In the fourth study, the writer refers to rhetoric irony as a means of expression in the Epistle to the Galatians. After the introduction and his analysis of what the figure of irony means, he analyzes the ironic references of the Epistle, that is, Gal. 1, 6/2, 6/4, 18/5, 12/5, 15 and 6, 7. According to the author, Paul directs his irony to three categories of people: the troublemakers, the Judean Christians (Gal. 1, 6. 5, 12), the formal apostles (2, 6) and, finally, the wandering Christians of Galatia (4, 18, 5, 15. 6, 6). The writer concludes that irony, the way it is used and appears in the texts, is one of the most appropriate tools of language.

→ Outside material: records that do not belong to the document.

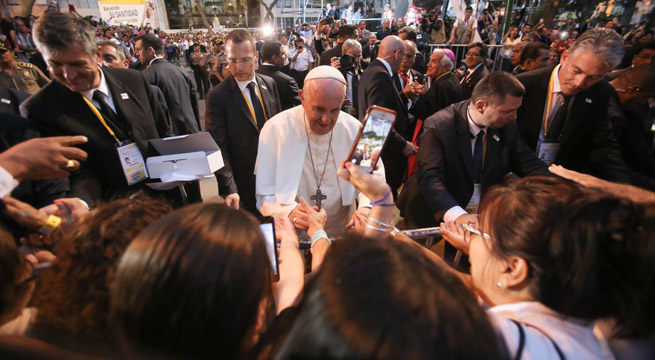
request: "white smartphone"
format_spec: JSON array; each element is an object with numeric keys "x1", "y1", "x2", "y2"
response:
[
  {"x1": 348, "y1": 105, "x2": 397, "y2": 173},
  {"x1": 259, "y1": 222, "x2": 280, "y2": 281}
]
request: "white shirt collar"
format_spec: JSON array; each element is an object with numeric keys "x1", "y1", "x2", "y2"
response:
[
  {"x1": 234, "y1": 74, "x2": 259, "y2": 91},
  {"x1": 80, "y1": 67, "x2": 111, "y2": 101},
  {"x1": 378, "y1": 58, "x2": 393, "y2": 77}
]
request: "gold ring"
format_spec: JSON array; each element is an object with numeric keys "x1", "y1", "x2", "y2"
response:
[{"x1": 65, "y1": 160, "x2": 75, "y2": 170}]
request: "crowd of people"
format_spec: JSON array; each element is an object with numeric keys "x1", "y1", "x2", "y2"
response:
[{"x1": 0, "y1": 5, "x2": 655, "y2": 359}]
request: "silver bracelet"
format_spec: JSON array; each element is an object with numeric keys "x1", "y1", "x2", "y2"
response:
[
  {"x1": 368, "y1": 215, "x2": 393, "y2": 230},
  {"x1": 366, "y1": 223, "x2": 391, "y2": 232}
]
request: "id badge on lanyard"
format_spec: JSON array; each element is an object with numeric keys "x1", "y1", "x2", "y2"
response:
[{"x1": 114, "y1": 140, "x2": 148, "y2": 186}]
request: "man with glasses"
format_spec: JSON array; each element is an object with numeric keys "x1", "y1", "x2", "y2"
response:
[
  {"x1": 459, "y1": 42, "x2": 489, "y2": 99},
  {"x1": 517, "y1": 28, "x2": 630, "y2": 183},
  {"x1": 205, "y1": 29, "x2": 280, "y2": 215}
]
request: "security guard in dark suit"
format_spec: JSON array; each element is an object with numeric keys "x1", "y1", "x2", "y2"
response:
[{"x1": 0, "y1": 43, "x2": 50, "y2": 94}]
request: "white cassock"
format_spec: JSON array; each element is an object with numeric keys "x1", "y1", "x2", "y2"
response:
[{"x1": 255, "y1": 105, "x2": 384, "y2": 237}]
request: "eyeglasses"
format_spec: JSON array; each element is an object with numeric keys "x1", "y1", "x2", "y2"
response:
[
  {"x1": 17, "y1": 261, "x2": 39, "y2": 286},
  {"x1": 227, "y1": 57, "x2": 253, "y2": 64},
  {"x1": 460, "y1": 224, "x2": 491, "y2": 244}
]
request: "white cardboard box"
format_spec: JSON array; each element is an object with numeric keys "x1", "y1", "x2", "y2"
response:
[{"x1": 146, "y1": 132, "x2": 224, "y2": 179}]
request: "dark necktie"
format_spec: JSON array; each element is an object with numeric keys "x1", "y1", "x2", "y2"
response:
[
  {"x1": 93, "y1": 90, "x2": 127, "y2": 138},
  {"x1": 248, "y1": 81, "x2": 266, "y2": 130},
  {"x1": 471, "y1": 130, "x2": 484, "y2": 184}
]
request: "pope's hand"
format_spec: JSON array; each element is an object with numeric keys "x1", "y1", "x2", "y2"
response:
[
  {"x1": 289, "y1": 204, "x2": 309, "y2": 230},
  {"x1": 225, "y1": 193, "x2": 240, "y2": 210}
]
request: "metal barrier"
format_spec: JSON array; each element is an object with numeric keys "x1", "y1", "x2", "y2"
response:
[{"x1": 425, "y1": 44, "x2": 512, "y2": 71}]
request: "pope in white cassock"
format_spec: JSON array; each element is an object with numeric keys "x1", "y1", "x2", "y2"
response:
[{"x1": 255, "y1": 66, "x2": 384, "y2": 236}]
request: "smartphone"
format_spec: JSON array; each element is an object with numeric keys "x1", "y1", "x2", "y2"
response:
[
  {"x1": 259, "y1": 221, "x2": 280, "y2": 281},
  {"x1": 348, "y1": 105, "x2": 397, "y2": 173}
]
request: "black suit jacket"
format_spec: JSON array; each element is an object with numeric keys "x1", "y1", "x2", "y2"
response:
[
  {"x1": 21, "y1": 68, "x2": 173, "y2": 205},
  {"x1": 517, "y1": 68, "x2": 630, "y2": 183},
  {"x1": 398, "y1": 100, "x2": 548, "y2": 227},
  {"x1": 143, "y1": 59, "x2": 200, "y2": 135},
  {"x1": 257, "y1": 64, "x2": 300, "y2": 111},
  {"x1": 409, "y1": 73, "x2": 462, "y2": 120},
  {"x1": 205, "y1": 74, "x2": 280, "y2": 213},
  {"x1": 318, "y1": 43, "x2": 343, "y2": 66},
  {"x1": 460, "y1": 63, "x2": 489, "y2": 99}
]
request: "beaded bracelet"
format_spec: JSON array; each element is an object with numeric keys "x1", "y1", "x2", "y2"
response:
[
  {"x1": 368, "y1": 215, "x2": 393, "y2": 229},
  {"x1": 311, "y1": 230, "x2": 332, "y2": 247}
]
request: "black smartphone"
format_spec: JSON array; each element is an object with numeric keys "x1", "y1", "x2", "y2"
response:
[
  {"x1": 348, "y1": 105, "x2": 397, "y2": 173},
  {"x1": 259, "y1": 221, "x2": 280, "y2": 281}
]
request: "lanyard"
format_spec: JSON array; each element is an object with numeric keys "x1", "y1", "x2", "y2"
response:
[
  {"x1": 480, "y1": 130, "x2": 489, "y2": 177},
  {"x1": 82, "y1": 96, "x2": 120, "y2": 143},
  {"x1": 241, "y1": 85, "x2": 268, "y2": 123},
  {"x1": 544, "y1": 71, "x2": 555, "y2": 136}
]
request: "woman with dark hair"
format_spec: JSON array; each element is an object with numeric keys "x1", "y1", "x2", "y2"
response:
[
  {"x1": 270, "y1": 237, "x2": 505, "y2": 360},
  {"x1": 442, "y1": 178, "x2": 655, "y2": 359},
  {"x1": 112, "y1": 204, "x2": 302, "y2": 359},
  {"x1": 26, "y1": 194, "x2": 172, "y2": 356}
]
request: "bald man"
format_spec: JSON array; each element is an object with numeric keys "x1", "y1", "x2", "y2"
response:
[
  {"x1": 608, "y1": 64, "x2": 655, "y2": 190},
  {"x1": 357, "y1": 35, "x2": 416, "y2": 198},
  {"x1": 256, "y1": 66, "x2": 382, "y2": 236}
]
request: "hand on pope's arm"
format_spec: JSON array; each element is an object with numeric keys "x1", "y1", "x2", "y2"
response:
[
  {"x1": 288, "y1": 204, "x2": 309, "y2": 230},
  {"x1": 273, "y1": 218, "x2": 305, "y2": 314},
  {"x1": 0, "y1": 136, "x2": 88, "y2": 181}
]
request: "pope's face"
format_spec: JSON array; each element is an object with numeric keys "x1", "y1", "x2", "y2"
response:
[
  {"x1": 43, "y1": 45, "x2": 102, "y2": 92},
  {"x1": 300, "y1": 79, "x2": 346, "y2": 135}
]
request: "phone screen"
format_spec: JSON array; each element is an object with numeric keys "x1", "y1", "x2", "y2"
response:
[
  {"x1": 350, "y1": 109, "x2": 396, "y2": 172},
  {"x1": 259, "y1": 222, "x2": 280, "y2": 281}
]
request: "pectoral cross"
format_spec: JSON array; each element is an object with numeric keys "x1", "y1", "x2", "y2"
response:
[{"x1": 310, "y1": 188, "x2": 327, "y2": 210}]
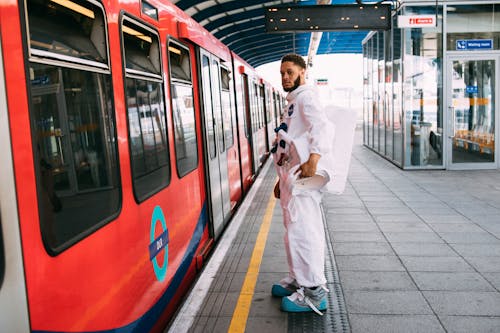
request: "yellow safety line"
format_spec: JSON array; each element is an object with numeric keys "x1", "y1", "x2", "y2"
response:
[{"x1": 229, "y1": 189, "x2": 276, "y2": 333}]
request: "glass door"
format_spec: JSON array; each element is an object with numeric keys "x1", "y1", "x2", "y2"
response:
[{"x1": 447, "y1": 55, "x2": 498, "y2": 169}]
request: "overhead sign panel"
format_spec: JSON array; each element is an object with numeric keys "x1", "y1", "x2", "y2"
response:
[
  {"x1": 456, "y1": 39, "x2": 493, "y2": 51},
  {"x1": 266, "y1": 4, "x2": 391, "y2": 32},
  {"x1": 398, "y1": 15, "x2": 436, "y2": 28}
]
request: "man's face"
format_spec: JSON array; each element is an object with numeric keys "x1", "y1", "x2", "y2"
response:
[{"x1": 280, "y1": 61, "x2": 305, "y2": 92}]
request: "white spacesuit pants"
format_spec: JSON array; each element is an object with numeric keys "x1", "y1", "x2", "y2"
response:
[{"x1": 280, "y1": 180, "x2": 326, "y2": 287}]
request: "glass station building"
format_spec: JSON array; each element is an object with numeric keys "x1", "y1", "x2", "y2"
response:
[{"x1": 363, "y1": 1, "x2": 500, "y2": 170}]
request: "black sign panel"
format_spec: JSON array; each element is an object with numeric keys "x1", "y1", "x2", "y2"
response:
[{"x1": 266, "y1": 4, "x2": 391, "y2": 32}]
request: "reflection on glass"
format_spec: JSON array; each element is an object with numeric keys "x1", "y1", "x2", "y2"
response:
[
  {"x1": 172, "y1": 84, "x2": 198, "y2": 175},
  {"x1": 201, "y1": 56, "x2": 217, "y2": 159},
  {"x1": 126, "y1": 78, "x2": 168, "y2": 179},
  {"x1": 402, "y1": 7, "x2": 443, "y2": 166},
  {"x1": 451, "y1": 60, "x2": 495, "y2": 163},
  {"x1": 30, "y1": 63, "x2": 119, "y2": 252}
]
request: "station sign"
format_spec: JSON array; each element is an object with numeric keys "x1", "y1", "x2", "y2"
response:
[
  {"x1": 398, "y1": 15, "x2": 436, "y2": 28},
  {"x1": 316, "y1": 79, "x2": 328, "y2": 86},
  {"x1": 455, "y1": 39, "x2": 493, "y2": 51}
]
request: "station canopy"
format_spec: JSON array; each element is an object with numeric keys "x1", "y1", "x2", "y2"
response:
[{"x1": 172, "y1": 0, "x2": 376, "y2": 67}]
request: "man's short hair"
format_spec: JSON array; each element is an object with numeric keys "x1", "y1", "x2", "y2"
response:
[{"x1": 281, "y1": 53, "x2": 306, "y2": 69}]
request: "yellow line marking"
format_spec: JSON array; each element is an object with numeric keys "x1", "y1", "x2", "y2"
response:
[{"x1": 228, "y1": 189, "x2": 276, "y2": 333}]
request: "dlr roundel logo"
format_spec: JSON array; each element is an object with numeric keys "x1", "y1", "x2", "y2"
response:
[{"x1": 149, "y1": 206, "x2": 169, "y2": 281}]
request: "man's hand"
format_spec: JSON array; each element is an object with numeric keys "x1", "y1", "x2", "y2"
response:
[
  {"x1": 274, "y1": 180, "x2": 281, "y2": 199},
  {"x1": 297, "y1": 153, "x2": 321, "y2": 178}
]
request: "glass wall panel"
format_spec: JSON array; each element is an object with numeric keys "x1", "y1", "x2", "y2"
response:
[
  {"x1": 366, "y1": 38, "x2": 373, "y2": 147},
  {"x1": 363, "y1": 41, "x2": 370, "y2": 145},
  {"x1": 372, "y1": 33, "x2": 380, "y2": 151},
  {"x1": 377, "y1": 31, "x2": 386, "y2": 155},
  {"x1": 446, "y1": 4, "x2": 500, "y2": 51},
  {"x1": 384, "y1": 31, "x2": 393, "y2": 159},
  {"x1": 403, "y1": 6, "x2": 443, "y2": 166},
  {"x1": 392, "y1": 25, "x2": 403, "y2": 166}
]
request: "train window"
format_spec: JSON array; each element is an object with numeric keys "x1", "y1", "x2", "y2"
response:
[
  {"x1": 201, "y1": 55, "x2": 217, "y2": 159},
  {"x1": 262, "y1": 88, "x2": 271, "y2": 124},
  {"x1": 27, "y1": 0, "x2": 108, "y2": 67},
  {"x1": 141, "y1": 0, "x2": 158, "y2": 21},
  {"x1": 122, "y1": 17, "x2": 170, "y2": 202},
  {"x1": 220, "y1": 67, "x2": 234, "y2": 147},
  {"x1": 241, "y1": 74, "x2": 251, "y2": 138},
  {"x1": 27, "y1": 0, "x2": 120, "y2": 255},
  {"x1": 168, "y1": 41, "x2": 198, "y2": 177},
  {"x1": 212, "y1": 59, "x2": 226, "y2": 153}
]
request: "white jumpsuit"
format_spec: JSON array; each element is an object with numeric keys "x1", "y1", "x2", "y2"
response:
[{"x1": 278, "y1": 85, "x2": 333, "y2": 287}]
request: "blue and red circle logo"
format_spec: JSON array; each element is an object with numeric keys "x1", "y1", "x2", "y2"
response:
[{"x1": 149, "y1": 206, "x2": 169, "y2": 281}]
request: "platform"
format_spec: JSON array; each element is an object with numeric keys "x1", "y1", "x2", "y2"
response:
[{"x1": 169, "y1": 131, "x2": 500, "y2": 333}]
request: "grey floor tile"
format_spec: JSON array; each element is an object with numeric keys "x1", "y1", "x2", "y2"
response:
[
  {"x1": 330, "y1": 231, "x2": 386, "y2": 242},
  {"x1": 451, "y1": 244, "x2": 500, "y2": 257},
  {"x1": 431, "y1": 222, "x2": 490, "y2": 233},
  {"x1": 328, "y1": 222, "x2": 379, "y2": 232},
  {"x1": 439, "y1": 231, "x2": 500, "y2": 244},
  {"x1": 378, "y1": 222, "x2": 432, "y2": 233},
  {"x1": 423, "y1": 291, "x2": 500, "y2": 316},
  {"x1": 333, "y1": 242, "x2": 394, "y2": 255},
  {"x1": 335, "y1": 255, "x2": 405, "y2": 271},
  {"x1": 384, "y1": 231, "x2": 444, "y2": 243},
  {"x1": 344, "y1": 290, "x2": 432, "y2": 314},
  {"x1": 391, "y1": 243, "x2": 457, "y2": 257},
  {"x1": 465, "y1": 256, "x2": 500, "y2": 273},
  {"x1": 339, "y1": 271, "x2": 417, "y2": 291},
  {"x1": 375, "y1": 214, "x2": 422, "y2": 223},
  {"x1": 245, "y1": 315, "x2": 288, "y2": 333},
  {"x1": 411, "y1": 272, "x2": 495, "y2": 291},
  {"x1": 483, "y1": 273, "x2": 500, "y2": 291},
  {"x1": 439, "y1": 316, "x2": 500, "y2": 333},
  {"x1": 418, "y1": 212, "x2": 471, "y2": 224},
  {"x1": 349, "y1": 314, "x2": 445, "y2": 333},
  {"x1": 400, "y1": 256, "x2": 474, "y2": 272}
]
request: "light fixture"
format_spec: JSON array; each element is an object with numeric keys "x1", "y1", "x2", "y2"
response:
[
  {"x1": 122, "y1": 25, "x2": 153, "y2": 43},
  {"x1": 51, "y1": 0, "x2": 95, "y2": 19},
  {"x1": 168, "y1": 45, "x2": 181, "y2": 55}
]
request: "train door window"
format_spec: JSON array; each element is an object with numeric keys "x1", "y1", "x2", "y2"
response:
[
  {"x1": 220, "y1": 66, "x2": 234, "y2": 147},
  {"x1": 241, "y1": 74, "x2": 251, "y2": 138},
  {"x1": 26, "y1": 0, "x2": 120, "y2": 255},
  {"x1": 168, "y1": 41, "x2": 198, "y2": 177},
  {"x1": 260, "y1": 86, "x2": 271, "y2": 124},
  {"x1": 122, "y1": 16, "x2": 170, "y2": 202},
  {"x1": 201, "y1": 55, "x2": 217, "y2": 159},
  {"x1": 211, "y1": 58, "x2": 226, "y2": 153}
]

The fifth study presents the aspects of the “Pauline” rhetoric in the two Epistles to Timothy. The writer begins with an introduction about the rhetoric of the New Testament and the Pastoral Epistles. He analyzes the rhetorical aspects of the two Epistles to Timothy, stressing that the effective fighting of different, dangerous for the “healthy teaching” (A’ Tim. 1, 10. B’ Tim. 4, 3) first Christian heresies is the main dialectic axis of both Epistles to Timothy.
The sixth study bears the title: “The notional function of basic rhetorical figures in the text of John’s Revelation”. After the introduction to rhetoric and its relation to the New Testament texts, the writer attempts a linguistic evaluation of the Apocalypse and discovers the remarkable rhetoric figures of hyperbole (1, 16. 5, 13, 9, 16 etc), oxymoron (1, 18. 2, 9. 10, 9), paradox (2, 8-9. 7, 14. 13, 9), question (5, 2. 10, 7. 15, 4. 18, 18), irony (22, 11. 16, 6), “paranomasia” (11, 18. 14, 2. 22, 18-19). All the above figures prove the great linguistic value of the Apocalypse text.
The seventh study refers to the testimonies of the New Testament about woman’s position in the Apostolic Church. The writer briefly analyzes the reports of the Gospels, the Acts and ap. Paul’s Epistles, concluding that, according to the testimony of the New Testament texts, women’s presence was intense both in the years of Jesus Christ earthly presence and in the next apostolic generations, contributing, thus, significantly to the spreading of the Gospel.
The eighth study, titled: “Psalm-Hymn-Ode”, investigates the hermeneutic contribution of Gregory of Nyssa to the biblical hymnological terminology. After a short introduction, which deals with the clarification of the terms psalm-hymn-ode by contemporary interpreters, he moves on to the testimony of Gregory of Nyssa and his hermeneutic work “In the inscriptions of the Psalms” (ΕιςταςεπιγραφάςτωνΨαλμών). In the author’s opinion, the third chapter of the second book of this work, which systematically deals with hymnological terms, found in the inscriptions of the Psalms, is of special interest.
At the appendix of the book, the writer deals with humour as a pedagogical medium in the Three Hierarchs. After a short introduction, the author analyzes the rhetoric of the Three Hierarchs and then refers to some selected examples of pedagogical humour. The rhetorical dimension of pedagogical humour, at least as it appears in the texts of the Three Hierarchs, shows a self-evident pastoral functionalism. The book closes with an index of biblical passages.